Working with large JSON file

mateenraj · October 7, 2022, 8:58am

Hi,

I have few json files and after using JSON Path (Collection query) and ungrouping the data, I realized that the data is spread across hundreds of columns with similar names i.e. CodeSystem (#1), CodeSystem (#N). I am filtering those columns using Rule-based Row splitter but I need to provide TRUE condition /statement for all those hundred columns. I am wondering if there is a way that I can use (Regex ?) to tell KNIME to extract data from all those columns which follow a certain naming patterns and have a TRUE condition ? Is there an efficient way ?

Thanks,

Andrew_Steel · October 7, 2022, 9:27am

Hi @mateenraj,

the list of your column names points to an array structure. Isn’t the data in JSON file structured in an array? An array could be transformed in columns and rows. Could you provide a sample JSON file?

Best Regrads
Andrew

mateenraj · October 7, 2022, 2:16pm

Test_Col.json (49.4 KB)

Andrew_Steel · October 7, 2022, 3:24pm

Hi @mateenraj,

I have downloaded the file. Please delete it, as it probably contains personal information.

Best Regards
Andrew

Andrew_Steel · October 7, 2022, 8:18pm

Hi @mateenraj,

this is a very unfortunate JSON structure that was produced. Where arrays could be used, for example in the text data, they have not been used. Elsewhere, arrary structures and nonarray structures are mixed, as with the code and translation structures, so the individual data does not extract through the use of JSON Path nodes.
An alternative is to convert the JSON file to an XML file, as this eliminates some of the above problems.

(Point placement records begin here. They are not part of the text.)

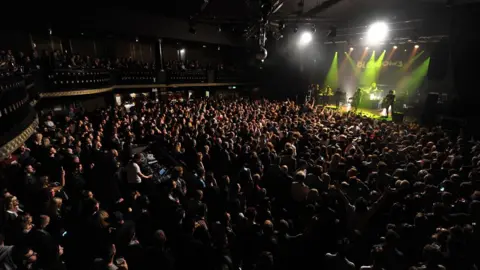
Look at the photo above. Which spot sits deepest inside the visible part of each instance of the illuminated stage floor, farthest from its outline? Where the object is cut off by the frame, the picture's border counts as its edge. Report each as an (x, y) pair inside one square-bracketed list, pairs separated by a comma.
[(375, 114)]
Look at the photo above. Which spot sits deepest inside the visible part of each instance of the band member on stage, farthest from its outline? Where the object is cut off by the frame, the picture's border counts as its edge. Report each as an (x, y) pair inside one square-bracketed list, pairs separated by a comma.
[(356, 99), (389, 101), (324, 93), (338, 96)]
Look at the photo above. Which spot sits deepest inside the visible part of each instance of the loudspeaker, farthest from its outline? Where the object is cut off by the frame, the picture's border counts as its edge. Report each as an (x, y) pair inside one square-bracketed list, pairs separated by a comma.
[(439, 61), (398, 117), (430, 108)]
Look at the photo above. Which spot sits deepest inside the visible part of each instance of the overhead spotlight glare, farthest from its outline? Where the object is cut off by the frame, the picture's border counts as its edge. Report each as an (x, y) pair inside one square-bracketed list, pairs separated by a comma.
[(377, 32), (305, 38)]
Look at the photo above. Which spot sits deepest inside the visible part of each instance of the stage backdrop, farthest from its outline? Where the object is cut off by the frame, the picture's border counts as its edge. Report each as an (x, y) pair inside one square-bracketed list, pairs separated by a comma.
[(401, 68)]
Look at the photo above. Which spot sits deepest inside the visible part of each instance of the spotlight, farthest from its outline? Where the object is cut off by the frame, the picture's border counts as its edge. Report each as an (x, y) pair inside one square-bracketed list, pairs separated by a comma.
[(305, 38), (191, 26), (377, 32), (262, 54), (332, 32)]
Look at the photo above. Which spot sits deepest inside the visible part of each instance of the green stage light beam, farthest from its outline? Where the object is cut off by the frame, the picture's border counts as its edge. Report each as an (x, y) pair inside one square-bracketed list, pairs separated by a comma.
[(332, 75), (410, 61), (368, 76), (379, 65), (414, 81), (353, 65)]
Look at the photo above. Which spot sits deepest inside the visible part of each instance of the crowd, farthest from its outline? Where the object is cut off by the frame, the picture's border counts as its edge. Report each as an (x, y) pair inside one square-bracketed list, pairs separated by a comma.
[(263, 185), (22, 63), (25, 63)]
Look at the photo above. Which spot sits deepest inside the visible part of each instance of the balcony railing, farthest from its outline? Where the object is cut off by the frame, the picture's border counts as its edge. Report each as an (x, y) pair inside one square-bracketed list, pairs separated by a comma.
[(91, 81), (16, 114)]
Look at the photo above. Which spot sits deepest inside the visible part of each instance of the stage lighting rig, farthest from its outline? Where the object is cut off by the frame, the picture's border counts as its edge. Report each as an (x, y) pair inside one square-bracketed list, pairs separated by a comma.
[(332, 32), (377, 32)]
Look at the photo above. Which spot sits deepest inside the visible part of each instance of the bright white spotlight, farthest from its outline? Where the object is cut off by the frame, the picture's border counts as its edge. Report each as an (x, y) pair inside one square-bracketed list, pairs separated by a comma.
[(305, 38), (377, 32)]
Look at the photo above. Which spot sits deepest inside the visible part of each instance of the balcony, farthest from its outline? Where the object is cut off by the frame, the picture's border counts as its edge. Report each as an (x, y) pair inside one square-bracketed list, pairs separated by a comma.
[(18, 118), (63, 83), (68, 82)]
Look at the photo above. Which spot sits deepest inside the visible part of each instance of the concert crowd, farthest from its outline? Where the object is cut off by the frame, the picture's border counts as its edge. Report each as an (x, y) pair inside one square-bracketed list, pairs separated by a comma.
[(260, 185)]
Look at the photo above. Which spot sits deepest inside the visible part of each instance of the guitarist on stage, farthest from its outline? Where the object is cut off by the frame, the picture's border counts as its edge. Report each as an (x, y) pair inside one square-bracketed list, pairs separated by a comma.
[(356, 99), (389, 101)]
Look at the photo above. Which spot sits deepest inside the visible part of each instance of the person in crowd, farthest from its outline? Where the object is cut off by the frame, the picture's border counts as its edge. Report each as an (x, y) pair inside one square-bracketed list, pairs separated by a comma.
[(134, 174)]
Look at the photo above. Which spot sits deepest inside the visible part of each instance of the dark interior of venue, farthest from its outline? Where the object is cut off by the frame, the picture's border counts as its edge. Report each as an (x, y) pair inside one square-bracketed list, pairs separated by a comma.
[(240, 135)]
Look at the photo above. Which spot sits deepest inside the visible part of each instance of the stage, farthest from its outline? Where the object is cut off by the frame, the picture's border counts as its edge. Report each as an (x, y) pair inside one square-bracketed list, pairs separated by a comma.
[(371, 113)]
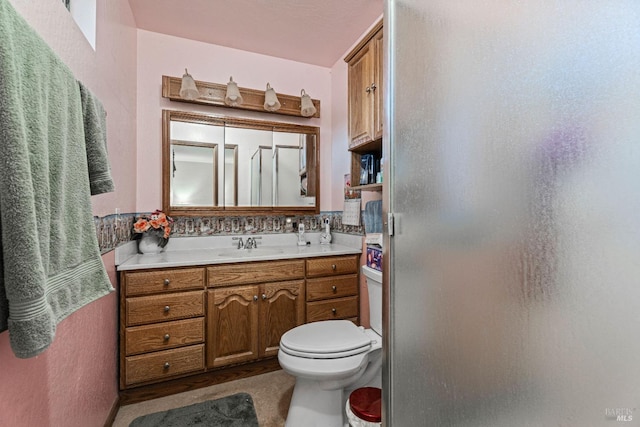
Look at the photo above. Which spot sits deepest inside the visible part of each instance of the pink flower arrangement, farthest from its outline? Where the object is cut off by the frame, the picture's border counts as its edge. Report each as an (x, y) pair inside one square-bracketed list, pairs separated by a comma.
[(158, 223)]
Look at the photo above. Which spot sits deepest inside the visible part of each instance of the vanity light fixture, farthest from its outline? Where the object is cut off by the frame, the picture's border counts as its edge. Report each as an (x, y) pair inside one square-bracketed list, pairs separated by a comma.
[(233, 96), (307, 109), (271, 102), (188, 89)]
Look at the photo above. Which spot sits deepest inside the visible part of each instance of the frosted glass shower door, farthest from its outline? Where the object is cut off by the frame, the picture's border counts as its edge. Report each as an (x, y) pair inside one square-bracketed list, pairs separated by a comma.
[(513, 145)]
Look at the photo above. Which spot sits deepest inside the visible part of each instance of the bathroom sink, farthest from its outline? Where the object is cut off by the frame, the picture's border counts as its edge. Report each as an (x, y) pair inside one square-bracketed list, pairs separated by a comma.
[(248, 253)]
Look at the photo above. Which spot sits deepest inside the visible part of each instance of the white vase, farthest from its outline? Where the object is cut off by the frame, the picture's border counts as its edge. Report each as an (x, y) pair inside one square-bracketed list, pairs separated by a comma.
[(148, 244)]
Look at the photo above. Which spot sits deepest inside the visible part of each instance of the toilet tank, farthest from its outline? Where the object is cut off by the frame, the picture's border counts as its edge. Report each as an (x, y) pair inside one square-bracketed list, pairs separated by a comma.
[(374, 284)]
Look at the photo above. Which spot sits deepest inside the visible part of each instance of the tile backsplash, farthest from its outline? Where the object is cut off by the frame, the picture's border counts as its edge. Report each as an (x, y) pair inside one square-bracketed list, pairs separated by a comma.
[(114, 230)]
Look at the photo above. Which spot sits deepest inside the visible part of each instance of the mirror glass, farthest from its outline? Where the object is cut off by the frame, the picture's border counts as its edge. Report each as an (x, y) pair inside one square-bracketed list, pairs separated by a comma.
[(268, 167)]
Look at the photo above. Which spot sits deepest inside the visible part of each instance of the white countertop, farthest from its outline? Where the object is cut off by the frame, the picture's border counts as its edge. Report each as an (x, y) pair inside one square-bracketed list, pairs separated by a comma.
[(190, 251)]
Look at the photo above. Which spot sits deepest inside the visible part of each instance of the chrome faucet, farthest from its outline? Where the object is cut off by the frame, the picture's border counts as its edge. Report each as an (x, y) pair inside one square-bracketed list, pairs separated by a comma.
[(251, 242), (240, 243)]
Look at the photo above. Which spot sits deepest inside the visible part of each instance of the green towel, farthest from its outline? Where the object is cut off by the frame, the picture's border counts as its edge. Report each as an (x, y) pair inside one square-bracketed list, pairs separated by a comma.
[(50, 264), (95, 133)]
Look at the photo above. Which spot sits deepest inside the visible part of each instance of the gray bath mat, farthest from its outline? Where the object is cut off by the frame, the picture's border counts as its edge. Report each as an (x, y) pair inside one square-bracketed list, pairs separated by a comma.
[(231, 411)]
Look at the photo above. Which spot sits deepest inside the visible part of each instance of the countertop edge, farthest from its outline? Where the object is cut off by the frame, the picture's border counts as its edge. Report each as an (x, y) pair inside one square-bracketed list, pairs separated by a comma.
[(204, 257)]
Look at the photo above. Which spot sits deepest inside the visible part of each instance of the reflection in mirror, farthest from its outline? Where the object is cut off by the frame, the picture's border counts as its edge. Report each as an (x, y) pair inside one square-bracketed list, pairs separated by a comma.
[(230, 175), (261, 182), (267, 167), (194, 174)]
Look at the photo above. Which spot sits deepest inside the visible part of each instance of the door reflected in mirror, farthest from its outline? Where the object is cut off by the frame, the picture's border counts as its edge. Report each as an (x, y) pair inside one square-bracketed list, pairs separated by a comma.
[(267, 167), (194, 174)]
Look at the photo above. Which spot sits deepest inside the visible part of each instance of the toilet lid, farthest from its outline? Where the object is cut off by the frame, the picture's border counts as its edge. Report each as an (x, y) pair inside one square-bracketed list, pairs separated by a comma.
[(366, 403), (328, 339)]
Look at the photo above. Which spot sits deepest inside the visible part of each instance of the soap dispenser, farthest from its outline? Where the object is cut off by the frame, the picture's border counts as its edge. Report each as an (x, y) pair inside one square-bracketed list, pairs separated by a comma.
[(301, 239), (325, 236)]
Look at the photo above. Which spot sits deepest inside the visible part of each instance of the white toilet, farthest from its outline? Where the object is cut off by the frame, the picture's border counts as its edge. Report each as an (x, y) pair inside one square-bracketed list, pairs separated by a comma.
[(330, 359)]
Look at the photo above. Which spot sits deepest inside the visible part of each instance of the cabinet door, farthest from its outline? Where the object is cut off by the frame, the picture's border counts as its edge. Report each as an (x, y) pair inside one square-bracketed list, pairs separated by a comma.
[(281, 309), (232, 325), (361, 76), (378, 107)]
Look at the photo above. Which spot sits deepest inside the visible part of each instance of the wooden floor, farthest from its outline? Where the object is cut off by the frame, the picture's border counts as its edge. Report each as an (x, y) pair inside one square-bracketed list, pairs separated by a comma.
[(271, 393)]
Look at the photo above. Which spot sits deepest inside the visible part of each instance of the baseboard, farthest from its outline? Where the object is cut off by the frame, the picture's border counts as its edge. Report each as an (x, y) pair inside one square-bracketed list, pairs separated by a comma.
[(112, 414), (193, 382)]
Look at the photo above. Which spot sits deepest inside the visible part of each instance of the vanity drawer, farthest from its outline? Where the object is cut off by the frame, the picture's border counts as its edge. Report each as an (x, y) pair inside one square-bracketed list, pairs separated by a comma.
[(163, 336), (332, 287), (331, 266), (254, 272), (151, 282), (164, 364), (164, 307), (338, 308)]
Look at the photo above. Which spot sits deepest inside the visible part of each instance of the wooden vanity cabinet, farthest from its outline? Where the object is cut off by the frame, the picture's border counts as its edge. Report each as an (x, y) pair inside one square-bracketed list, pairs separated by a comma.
[(177, 322), (333, 288), (162, 325), (250, 306)]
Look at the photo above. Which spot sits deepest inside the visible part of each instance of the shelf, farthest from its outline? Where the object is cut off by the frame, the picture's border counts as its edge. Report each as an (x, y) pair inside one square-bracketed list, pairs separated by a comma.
[(368, 147), (213, 94), (368, 187)]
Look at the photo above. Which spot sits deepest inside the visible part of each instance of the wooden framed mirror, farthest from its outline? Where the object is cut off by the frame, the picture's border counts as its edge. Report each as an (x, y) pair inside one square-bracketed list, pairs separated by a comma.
[(265, 167)]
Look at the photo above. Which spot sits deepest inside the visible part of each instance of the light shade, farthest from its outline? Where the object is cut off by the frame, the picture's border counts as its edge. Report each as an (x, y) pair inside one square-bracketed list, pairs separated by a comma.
[(233, 97), (271, 102), (188, 89), (307, 109)]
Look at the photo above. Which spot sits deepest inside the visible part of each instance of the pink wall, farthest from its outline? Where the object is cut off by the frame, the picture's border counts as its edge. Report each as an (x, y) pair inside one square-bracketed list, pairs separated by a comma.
[(74, 382), (159, 54)]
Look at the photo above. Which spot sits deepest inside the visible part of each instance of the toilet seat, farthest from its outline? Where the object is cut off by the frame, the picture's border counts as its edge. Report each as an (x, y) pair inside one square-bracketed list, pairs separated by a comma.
[(330, 339)]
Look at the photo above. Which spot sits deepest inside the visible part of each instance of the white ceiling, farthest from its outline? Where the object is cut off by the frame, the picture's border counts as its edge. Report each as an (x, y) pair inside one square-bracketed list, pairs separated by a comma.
[(316, 32)]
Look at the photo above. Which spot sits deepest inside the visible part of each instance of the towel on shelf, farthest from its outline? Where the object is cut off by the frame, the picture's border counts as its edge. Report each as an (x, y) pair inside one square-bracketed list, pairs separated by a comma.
[(95, 133), (50, 264), (373, 217)]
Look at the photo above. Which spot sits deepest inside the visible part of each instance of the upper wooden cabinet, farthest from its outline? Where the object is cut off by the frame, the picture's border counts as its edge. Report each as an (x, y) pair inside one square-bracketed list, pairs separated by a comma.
[(365, 89)]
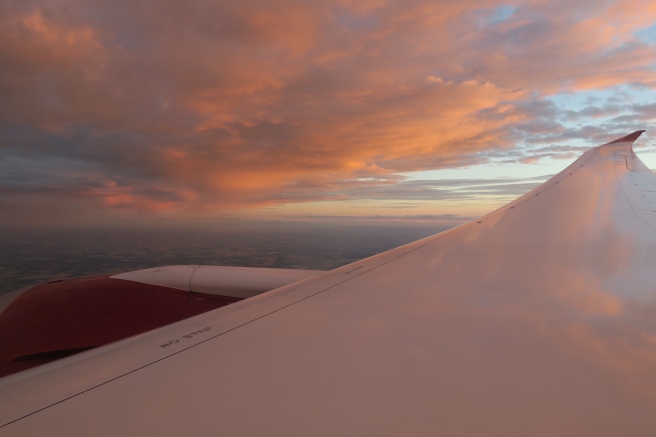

A possible solution can be found here:

I’ve deleted the personal information in the JSON File.

Best Regards
Andrew

ArjenEX · October 7, 2022, 9:32pm

In case @mateenraj just wants to filter on individual codesystemName types like he indicates and does not require the parent codesystemName, it’s possible in this case with JSONPath. But I had the exact same thoughts regarding the file being quite weird and it took some time to figure it out. I approached it with full wildcard in the JSON Path and have them outputted as Lis direct.

With query $..['@code'] the node essentially extracts all data with has @code as name. Similar approach with the other two ($..['@codeSystem'] and $..['@codeSystemName'])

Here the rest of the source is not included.